Learning Spatially Collaged Fourier Bases for Implicit Neural Representation
This work addresses the issue of artifacts in INR for tasks like image fitting, video representation, and 3D shape representation, offering a novel method that is incremental but provides strong specific gains.
The paper tackles the problem of limited representation capability in Implicit Neural Representation (INR) due to universal Fourier bases, which cause artifacts in local regions, by introducing learnable spatial masks to dispatch distinct Fourier bases into respective regions, resulting in superior reconstruction quality with improvements such as over 3dB PSNR in image fitting and 98.81 IoU in 3D reconstruction.
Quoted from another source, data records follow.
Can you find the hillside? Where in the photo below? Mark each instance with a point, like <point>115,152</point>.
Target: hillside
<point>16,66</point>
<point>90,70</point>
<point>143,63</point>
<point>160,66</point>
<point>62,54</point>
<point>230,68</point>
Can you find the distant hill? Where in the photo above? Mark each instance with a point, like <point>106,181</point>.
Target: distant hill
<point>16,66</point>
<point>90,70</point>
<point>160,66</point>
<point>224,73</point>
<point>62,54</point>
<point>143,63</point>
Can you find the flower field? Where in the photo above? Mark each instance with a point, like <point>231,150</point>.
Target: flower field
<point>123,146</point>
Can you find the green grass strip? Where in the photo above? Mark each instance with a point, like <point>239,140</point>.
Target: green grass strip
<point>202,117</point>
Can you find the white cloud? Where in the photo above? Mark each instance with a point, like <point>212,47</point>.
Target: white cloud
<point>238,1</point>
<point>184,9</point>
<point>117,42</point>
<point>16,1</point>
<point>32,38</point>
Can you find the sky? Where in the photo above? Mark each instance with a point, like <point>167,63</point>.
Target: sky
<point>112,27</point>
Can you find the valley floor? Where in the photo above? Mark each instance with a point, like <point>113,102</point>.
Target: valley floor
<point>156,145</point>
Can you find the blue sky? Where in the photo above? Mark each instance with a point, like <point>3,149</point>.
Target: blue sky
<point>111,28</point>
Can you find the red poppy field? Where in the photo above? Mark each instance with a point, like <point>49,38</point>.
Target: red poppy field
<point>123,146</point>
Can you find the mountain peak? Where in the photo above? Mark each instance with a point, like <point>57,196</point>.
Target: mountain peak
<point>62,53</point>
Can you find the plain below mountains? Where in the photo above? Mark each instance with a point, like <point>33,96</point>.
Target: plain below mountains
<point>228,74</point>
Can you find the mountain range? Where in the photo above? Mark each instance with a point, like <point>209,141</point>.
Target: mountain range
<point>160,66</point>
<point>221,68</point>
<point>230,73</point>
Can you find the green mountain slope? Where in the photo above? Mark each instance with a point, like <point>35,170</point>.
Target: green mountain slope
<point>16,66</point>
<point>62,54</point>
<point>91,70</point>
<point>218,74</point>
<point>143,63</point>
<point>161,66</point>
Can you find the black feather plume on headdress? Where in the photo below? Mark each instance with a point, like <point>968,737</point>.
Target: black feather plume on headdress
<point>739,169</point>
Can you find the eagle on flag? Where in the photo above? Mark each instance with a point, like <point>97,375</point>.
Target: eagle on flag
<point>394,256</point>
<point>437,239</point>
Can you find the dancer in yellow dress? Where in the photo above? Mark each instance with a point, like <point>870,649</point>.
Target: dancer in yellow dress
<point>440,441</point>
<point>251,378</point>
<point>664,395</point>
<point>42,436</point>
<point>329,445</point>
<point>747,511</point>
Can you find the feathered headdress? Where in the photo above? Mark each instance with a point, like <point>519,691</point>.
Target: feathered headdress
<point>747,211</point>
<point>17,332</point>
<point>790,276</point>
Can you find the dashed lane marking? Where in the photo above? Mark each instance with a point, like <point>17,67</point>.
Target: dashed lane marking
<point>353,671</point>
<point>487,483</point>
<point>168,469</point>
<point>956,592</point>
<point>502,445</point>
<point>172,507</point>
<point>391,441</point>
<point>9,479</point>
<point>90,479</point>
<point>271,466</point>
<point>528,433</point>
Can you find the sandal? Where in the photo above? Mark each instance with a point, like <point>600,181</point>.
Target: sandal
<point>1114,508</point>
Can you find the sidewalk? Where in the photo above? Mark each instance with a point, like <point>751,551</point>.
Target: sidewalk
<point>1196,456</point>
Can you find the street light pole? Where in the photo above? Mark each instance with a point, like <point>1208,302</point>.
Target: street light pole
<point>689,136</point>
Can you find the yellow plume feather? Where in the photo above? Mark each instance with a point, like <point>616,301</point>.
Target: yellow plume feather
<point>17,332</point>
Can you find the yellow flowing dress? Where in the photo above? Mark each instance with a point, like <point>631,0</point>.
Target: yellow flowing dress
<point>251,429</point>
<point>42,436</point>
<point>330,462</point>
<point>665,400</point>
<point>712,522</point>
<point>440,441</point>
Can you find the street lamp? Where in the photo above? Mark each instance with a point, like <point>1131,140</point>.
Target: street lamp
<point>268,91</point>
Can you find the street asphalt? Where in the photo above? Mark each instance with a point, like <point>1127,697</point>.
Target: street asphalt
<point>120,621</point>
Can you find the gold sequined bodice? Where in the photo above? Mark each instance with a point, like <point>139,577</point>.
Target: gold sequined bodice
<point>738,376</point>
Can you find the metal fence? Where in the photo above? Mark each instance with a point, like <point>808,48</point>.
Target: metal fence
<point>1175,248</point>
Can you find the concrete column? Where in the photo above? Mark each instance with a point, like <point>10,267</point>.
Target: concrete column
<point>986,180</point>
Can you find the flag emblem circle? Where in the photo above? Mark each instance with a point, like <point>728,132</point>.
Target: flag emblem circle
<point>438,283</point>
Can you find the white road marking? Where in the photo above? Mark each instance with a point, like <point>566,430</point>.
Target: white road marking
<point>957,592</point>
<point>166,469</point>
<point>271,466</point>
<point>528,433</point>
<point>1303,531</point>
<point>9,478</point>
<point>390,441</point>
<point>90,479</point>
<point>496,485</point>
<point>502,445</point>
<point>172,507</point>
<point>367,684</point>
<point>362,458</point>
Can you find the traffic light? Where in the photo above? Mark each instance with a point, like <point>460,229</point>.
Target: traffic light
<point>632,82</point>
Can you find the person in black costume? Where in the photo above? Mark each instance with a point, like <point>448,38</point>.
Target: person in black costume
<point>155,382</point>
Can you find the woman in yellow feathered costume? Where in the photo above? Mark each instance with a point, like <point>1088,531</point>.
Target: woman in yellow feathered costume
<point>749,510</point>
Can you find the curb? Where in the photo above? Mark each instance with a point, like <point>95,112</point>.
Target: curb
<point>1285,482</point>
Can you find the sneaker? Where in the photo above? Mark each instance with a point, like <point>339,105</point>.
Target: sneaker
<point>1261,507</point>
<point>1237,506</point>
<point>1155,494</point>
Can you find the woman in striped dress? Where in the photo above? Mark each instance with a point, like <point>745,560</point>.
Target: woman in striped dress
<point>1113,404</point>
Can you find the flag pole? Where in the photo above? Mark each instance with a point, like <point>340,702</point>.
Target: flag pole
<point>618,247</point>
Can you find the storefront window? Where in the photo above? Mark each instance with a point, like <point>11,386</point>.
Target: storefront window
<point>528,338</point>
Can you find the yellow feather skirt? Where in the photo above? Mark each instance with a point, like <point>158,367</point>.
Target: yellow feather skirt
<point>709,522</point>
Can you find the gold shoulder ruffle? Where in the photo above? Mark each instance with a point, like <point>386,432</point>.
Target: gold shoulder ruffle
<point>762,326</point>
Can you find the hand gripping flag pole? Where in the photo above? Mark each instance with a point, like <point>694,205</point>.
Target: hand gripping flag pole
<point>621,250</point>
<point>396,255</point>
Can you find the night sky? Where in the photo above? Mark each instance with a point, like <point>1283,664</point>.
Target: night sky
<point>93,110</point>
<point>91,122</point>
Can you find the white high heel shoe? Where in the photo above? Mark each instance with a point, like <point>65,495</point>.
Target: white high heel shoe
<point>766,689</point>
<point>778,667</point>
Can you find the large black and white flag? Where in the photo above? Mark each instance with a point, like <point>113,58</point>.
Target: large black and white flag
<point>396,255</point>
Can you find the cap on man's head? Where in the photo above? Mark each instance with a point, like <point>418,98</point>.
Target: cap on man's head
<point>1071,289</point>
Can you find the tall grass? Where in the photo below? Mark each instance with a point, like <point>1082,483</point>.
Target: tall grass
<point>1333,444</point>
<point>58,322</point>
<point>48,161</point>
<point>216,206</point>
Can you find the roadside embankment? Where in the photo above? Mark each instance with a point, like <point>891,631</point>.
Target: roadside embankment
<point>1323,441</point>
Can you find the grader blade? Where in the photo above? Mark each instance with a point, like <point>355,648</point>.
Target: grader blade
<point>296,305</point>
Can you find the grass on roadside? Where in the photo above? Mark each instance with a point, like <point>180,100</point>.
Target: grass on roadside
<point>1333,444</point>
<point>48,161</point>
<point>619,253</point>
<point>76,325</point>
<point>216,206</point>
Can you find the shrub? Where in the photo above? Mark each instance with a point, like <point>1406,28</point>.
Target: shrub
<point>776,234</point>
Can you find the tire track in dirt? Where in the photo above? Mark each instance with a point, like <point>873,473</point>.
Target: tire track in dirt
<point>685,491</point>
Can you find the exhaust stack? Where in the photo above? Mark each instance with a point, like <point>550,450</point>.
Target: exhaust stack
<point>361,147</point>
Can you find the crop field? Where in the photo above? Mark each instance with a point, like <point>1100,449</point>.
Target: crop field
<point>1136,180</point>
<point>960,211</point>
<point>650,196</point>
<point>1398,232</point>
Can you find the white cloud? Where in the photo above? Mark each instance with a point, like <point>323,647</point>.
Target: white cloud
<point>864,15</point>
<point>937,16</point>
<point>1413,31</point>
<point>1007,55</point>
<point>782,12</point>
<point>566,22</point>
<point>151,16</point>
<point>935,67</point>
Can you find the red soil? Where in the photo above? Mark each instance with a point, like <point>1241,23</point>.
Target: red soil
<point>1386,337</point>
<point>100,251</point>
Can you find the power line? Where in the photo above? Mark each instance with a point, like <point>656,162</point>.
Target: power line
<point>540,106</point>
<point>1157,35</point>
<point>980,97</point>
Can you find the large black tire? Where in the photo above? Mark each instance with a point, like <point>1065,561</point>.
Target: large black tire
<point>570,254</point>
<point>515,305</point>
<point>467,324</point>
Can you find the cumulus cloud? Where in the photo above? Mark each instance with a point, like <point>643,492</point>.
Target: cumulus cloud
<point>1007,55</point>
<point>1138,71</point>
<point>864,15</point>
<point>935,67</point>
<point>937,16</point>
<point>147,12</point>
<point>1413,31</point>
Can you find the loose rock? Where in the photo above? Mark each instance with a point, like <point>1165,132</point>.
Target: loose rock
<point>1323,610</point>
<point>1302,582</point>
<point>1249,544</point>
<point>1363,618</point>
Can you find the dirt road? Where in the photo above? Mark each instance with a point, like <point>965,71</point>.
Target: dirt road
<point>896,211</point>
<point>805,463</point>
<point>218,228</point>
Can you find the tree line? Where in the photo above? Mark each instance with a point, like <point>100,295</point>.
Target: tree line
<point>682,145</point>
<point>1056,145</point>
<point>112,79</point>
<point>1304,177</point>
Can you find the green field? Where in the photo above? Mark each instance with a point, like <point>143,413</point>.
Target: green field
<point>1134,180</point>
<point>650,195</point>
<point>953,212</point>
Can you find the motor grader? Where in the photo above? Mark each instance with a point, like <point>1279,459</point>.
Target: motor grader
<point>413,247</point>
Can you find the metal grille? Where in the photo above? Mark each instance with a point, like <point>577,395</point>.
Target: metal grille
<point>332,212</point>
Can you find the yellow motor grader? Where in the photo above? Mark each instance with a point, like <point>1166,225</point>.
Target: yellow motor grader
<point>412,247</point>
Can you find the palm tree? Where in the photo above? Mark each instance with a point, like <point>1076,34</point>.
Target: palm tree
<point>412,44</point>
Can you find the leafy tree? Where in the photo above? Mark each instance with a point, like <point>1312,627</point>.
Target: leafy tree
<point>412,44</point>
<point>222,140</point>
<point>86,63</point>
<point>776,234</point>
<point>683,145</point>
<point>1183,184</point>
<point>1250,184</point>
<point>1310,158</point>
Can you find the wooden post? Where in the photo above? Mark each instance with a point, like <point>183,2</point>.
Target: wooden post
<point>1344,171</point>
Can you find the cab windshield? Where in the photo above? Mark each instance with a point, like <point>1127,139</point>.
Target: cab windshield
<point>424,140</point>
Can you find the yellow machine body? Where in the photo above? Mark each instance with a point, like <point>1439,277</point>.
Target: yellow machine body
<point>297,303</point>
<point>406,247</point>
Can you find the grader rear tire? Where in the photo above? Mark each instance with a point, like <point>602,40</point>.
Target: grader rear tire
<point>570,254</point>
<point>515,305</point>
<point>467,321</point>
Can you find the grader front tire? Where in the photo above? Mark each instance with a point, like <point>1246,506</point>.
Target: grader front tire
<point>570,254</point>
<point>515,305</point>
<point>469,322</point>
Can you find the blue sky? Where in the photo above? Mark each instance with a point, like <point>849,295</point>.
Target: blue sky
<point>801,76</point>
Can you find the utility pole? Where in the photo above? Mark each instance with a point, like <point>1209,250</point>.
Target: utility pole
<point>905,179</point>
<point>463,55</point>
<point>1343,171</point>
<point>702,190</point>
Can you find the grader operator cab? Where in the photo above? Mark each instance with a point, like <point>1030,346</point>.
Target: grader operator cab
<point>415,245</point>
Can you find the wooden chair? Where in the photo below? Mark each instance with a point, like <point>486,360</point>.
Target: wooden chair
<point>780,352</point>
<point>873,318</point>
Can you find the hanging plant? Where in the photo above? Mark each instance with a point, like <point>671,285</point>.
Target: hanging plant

Existing approaches to Implicit Neural Representation (INR) can be interpreted as a global scene representation via a linear combination of Fourier bases of different frequencies. However, such universal basis functions can limit the representation capability in local regions where a specific component is unnecessary, resulting in unpleasant artifacts. To this end, we introduce a learnable spatial mask that effectively dispatches distinct Fourier bases into respective regions. This translates into collaging Fourier patches, thus enabling an accurate representation of complex signals. Comprehensive experiments demonstrate the superior reconstruction quality of the proposed approach over existing baselines across various INR tasks, including image fitting, video representation, and 3D shape representation. Our method outperforms all other baselines, improving the image fitting PSNR by over 3dB and 3D reconstruction to 98.81 IoU and 0.0011 Chamfer Distance.